Abstract and Introduction
Abstract
Introduction: Hepatologists and internists often encounter patients with unexplained high serum ferritin concentration. After exclusion of hereditary hemochromatosis and hemosiderosis, rare disorders like hereditary hyperferritinemia cataract syndrome should be considered in the differential diagnosis. This autosomal dominant syndrome, that typically presents with juvenile bilateral cataracts, was first described in 1995 and has an increasing number of recognized molecular defects within a regulatory region of the L-ferritin gene (FTL).
Case presentation: Two patients (32 and 49-year-old Caucasian men) from our ambulatory clinic were suspected as having this syndrome and a genetic analysis was performed. In both patients, sequencing of the FTL 5' region showed previously described mutations within the iron responsive element (FTL c.33 C > A and FTL c.32G > C).

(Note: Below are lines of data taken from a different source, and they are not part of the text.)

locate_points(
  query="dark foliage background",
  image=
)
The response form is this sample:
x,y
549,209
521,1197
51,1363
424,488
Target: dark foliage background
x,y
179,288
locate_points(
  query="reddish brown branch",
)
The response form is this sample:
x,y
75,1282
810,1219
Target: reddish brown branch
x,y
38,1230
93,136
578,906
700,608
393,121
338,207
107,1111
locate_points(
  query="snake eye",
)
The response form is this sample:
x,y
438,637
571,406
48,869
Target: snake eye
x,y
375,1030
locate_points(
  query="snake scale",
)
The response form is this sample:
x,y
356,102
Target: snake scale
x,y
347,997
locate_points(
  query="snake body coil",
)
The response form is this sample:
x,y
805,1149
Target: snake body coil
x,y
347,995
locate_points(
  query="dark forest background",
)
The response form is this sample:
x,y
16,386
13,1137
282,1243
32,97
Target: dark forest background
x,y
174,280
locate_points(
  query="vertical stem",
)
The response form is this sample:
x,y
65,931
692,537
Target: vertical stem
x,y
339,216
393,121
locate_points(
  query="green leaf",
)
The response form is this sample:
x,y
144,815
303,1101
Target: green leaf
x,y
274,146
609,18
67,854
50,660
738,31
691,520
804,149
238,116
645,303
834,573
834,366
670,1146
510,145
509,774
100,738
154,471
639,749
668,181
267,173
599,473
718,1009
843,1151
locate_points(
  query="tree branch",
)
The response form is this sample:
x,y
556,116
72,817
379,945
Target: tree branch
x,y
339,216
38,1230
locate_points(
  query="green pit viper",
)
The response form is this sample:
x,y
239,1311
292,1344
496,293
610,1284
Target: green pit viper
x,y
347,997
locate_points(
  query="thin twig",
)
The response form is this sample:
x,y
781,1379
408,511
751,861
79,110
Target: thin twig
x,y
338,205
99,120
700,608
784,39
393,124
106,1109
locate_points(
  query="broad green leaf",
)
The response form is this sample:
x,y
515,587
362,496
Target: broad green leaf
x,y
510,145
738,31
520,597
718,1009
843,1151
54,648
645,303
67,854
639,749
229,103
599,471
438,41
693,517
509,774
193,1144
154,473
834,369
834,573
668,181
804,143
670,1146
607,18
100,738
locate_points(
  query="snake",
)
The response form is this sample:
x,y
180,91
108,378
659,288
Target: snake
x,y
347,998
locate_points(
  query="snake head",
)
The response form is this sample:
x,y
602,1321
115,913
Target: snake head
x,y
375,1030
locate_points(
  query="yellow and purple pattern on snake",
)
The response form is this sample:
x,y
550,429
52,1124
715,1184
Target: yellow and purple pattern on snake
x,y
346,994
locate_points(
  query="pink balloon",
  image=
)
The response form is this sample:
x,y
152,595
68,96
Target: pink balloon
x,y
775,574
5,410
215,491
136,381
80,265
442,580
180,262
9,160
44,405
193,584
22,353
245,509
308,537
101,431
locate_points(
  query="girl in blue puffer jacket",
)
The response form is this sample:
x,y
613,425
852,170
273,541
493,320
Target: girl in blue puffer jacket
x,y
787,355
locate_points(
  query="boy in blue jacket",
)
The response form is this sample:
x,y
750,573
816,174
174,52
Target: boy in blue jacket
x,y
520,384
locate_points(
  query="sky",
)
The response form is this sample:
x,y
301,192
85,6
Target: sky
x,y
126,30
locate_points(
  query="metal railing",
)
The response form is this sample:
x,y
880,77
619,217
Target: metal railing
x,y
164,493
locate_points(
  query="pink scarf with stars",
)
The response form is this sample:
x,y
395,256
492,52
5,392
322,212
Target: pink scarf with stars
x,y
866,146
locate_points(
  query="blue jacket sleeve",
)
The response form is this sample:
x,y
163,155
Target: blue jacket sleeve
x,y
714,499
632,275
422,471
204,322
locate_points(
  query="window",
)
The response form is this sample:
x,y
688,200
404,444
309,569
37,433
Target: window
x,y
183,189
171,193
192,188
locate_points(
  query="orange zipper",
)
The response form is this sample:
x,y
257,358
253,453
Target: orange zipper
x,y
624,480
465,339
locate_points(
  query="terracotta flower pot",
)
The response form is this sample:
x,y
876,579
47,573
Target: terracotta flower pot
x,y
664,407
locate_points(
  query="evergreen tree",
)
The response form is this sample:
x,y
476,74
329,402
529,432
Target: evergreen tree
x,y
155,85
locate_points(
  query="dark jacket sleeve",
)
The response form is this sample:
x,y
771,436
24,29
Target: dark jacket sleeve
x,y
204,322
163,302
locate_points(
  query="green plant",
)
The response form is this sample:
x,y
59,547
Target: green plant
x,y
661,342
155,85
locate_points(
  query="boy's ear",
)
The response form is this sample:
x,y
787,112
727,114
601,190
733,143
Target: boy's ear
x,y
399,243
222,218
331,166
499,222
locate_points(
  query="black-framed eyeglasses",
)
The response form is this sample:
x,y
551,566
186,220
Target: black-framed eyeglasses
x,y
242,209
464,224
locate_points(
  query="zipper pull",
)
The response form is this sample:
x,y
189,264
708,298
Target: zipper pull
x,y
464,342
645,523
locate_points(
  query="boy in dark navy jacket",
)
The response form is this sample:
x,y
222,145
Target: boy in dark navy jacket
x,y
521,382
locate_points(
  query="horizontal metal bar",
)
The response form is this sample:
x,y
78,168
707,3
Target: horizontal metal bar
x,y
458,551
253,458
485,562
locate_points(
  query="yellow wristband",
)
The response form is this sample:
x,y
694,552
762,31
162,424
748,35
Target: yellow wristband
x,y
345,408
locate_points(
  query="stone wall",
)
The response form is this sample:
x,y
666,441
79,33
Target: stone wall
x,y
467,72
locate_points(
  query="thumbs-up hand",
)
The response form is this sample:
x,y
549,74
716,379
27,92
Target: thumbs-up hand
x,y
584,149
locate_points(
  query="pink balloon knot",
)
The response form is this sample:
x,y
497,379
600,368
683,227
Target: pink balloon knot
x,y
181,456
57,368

Conclusion: Hereditary hyperferritinemia cataract syndrome should be considered in all patients with unexplained hyperferritinemia without signs of iron overload, particularly those with juvenile bilateral cataracts. Liver biopsy and phlebotomy should be avoided in this disorder.
Introduction
Hereditary hyperferritinemia cataract syndrome (HHCS) is a rare autosomal dominant genetic disease, which was first described in 1995 independently by the groups of Bonneau and of Girelli. They reported two families in whom elevated serum L-ferritin concentration without iron overload, presenting with juvenile bilateral cataracts, was inherited as an autosomal dominant trait. Cataracts comprise crystalline deposits of L-ferritin. The underlying molecular defect in both the early reports of HHCS was identified as point mutations in the 5' untranslated region (5'UTR) of the L-ferritin gene (FTL), in the region corresponding to the iron-responsive element (IRE) of L-ferritin messenger ribonucleic acid (mRNA). These mutations lead to loss of suppression of L-ferritin mRNA translation by the iron-dependent iron regulatory protein (IRP) leading to dysregulated expression of the L-ferritin protein. Since these early reports, a series of other point mutations and short deletions of L-ferritin IRE associated with HHCS have been reported.
In 2000, Rososchova et al. measured serum ferritin concentrations in 135 Swiss patients with bilateral operated cataracts before the age of 51 to detect HHCS. However, no patients with HHCS were identified. This led those authors to postulate that HHCS is so rare that it might not exist in Switzerland. We describe, to the best of our knowledge, the first two cases of HHCS in Switzerland, both with proven mutations in FTL. We also review key aspects of the metabolism of cellular iron and ferritin synthesis and we discuss the pathophysiology of HHCS.